Arkajyoti Banerjee
Last Activity: 8 Years ago
It is evident that the answer is 0. But I worked out a trigonometric solution:
SinA+SinB=2
SinA+SinB=1+1
SinA-1=1-SinB
Cos(90-A)-1=1-Cos(90-B)
Cos(90-A)-1=2Sin^2(45 - B/2)
-2Sin^2(45 – A/2)=2Sin^2(45 – B/2)
-Sin^2(45 – A/2)=Sin^2(45 – B/2)
Taking absolute values on both the sides,
Sin^2(45 – A/2)=Sin^2(45 – B/2) [SinX cannot be imaginary, so Sin^2(x) cannot be negative]

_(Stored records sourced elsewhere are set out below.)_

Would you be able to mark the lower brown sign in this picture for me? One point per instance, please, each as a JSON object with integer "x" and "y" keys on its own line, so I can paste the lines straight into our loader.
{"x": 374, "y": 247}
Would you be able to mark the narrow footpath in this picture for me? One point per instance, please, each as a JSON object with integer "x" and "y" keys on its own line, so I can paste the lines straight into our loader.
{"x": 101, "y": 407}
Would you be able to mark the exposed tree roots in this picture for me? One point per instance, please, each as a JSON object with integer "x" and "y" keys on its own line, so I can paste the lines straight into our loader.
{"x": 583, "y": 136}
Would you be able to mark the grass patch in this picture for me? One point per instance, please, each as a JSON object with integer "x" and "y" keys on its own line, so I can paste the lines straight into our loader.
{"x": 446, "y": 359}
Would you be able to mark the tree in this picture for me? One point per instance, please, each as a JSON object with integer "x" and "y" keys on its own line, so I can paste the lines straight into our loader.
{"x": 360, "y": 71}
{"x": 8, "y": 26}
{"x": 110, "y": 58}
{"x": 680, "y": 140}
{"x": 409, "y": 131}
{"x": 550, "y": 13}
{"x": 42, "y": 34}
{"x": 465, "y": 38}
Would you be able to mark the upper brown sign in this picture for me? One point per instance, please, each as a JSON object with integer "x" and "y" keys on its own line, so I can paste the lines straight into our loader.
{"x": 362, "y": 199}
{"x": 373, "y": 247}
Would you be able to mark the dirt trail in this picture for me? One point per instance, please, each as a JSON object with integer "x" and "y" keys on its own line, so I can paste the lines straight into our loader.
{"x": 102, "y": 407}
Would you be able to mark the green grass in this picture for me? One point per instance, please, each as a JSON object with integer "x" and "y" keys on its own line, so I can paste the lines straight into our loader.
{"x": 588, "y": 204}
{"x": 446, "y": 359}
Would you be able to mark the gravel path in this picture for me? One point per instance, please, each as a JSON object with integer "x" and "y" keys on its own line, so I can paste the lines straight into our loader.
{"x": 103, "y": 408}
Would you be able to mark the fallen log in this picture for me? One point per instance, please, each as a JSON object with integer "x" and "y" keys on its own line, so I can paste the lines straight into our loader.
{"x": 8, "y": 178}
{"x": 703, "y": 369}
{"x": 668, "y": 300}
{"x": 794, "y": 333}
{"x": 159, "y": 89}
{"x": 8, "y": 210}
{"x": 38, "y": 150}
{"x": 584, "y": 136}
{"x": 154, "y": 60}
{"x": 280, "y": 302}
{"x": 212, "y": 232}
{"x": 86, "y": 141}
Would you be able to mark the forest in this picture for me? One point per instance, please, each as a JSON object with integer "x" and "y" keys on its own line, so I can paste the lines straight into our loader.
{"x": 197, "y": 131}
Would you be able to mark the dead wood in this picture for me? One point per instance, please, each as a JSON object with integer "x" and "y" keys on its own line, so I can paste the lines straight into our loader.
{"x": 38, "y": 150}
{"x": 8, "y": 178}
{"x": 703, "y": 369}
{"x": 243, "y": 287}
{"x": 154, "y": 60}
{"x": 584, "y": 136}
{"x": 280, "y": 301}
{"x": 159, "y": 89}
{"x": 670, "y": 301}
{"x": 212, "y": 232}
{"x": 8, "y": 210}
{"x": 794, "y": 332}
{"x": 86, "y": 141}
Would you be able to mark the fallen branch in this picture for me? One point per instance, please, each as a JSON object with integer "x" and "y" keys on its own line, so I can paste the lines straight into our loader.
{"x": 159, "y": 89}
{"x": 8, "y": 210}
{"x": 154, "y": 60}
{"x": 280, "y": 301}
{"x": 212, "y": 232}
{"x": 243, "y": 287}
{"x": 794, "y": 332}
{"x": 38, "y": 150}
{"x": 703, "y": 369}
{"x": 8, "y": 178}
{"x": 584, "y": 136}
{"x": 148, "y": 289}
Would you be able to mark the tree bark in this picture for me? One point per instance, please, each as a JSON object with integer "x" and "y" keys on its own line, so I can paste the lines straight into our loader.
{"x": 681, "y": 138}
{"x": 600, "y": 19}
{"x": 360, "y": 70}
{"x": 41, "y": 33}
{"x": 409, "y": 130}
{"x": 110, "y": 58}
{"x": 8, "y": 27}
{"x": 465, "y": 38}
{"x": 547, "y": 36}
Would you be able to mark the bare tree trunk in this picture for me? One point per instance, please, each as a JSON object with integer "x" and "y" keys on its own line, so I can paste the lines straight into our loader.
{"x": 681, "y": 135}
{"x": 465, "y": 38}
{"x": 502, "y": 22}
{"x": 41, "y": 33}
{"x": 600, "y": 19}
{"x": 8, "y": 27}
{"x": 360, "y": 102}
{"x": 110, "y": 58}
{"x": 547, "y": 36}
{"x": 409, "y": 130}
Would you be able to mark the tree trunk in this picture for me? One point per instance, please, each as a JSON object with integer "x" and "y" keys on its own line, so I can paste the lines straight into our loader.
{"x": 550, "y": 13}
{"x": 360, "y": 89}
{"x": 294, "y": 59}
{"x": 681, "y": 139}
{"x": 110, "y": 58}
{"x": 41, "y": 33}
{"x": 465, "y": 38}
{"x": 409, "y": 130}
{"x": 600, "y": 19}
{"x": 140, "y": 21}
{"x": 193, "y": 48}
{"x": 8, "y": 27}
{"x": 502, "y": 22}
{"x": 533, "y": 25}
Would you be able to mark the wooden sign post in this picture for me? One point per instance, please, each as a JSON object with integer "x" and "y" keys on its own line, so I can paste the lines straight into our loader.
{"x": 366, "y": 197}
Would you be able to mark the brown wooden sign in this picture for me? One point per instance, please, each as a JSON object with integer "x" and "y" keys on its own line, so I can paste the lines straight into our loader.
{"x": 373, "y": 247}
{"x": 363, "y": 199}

Sin^2(45 – A/2)-Sin^2(45 – B/2)=0
[Sin(45 – A/2)+Sin(45 – B/2)][Sin(45 – A/2)-Sin(45 – B/2)]=0
Hence, we have 2 cases to solve now:
Case 1:
Sin(45 – A/2)+Sin(45 – B/2)=0
Sin(45 – A/2)=-Sin(45 – B/2)
Sin(45 – A/2)=Sin(B/2 – 45)
Taking principal values, we have:
45 – A/2 = B/2 – 45
90-A=B-90
A+B=90 => Sin(A+B)=Sin(180) => Sin(A+B) = 0.
Case 2:
Sin(45 – A/2)-Sin(45 – B/2)=0
Sin(45 – A/2)=Sin(45 – B/2)
Taking principal values, we have:
45 – A/2 = 45 – B/2
A/2 = B/2
A=B
Let A=B=x, then in the original equation:
SinA+SinB=2
Sinx+Sinx=2
2Sinx=2
Sinx=1
x=90
A=B=90, which proves the other solutions too, that there is only one such possibility.
Once again, Sin(A+B)=Sin(90+90)=Sin180=0.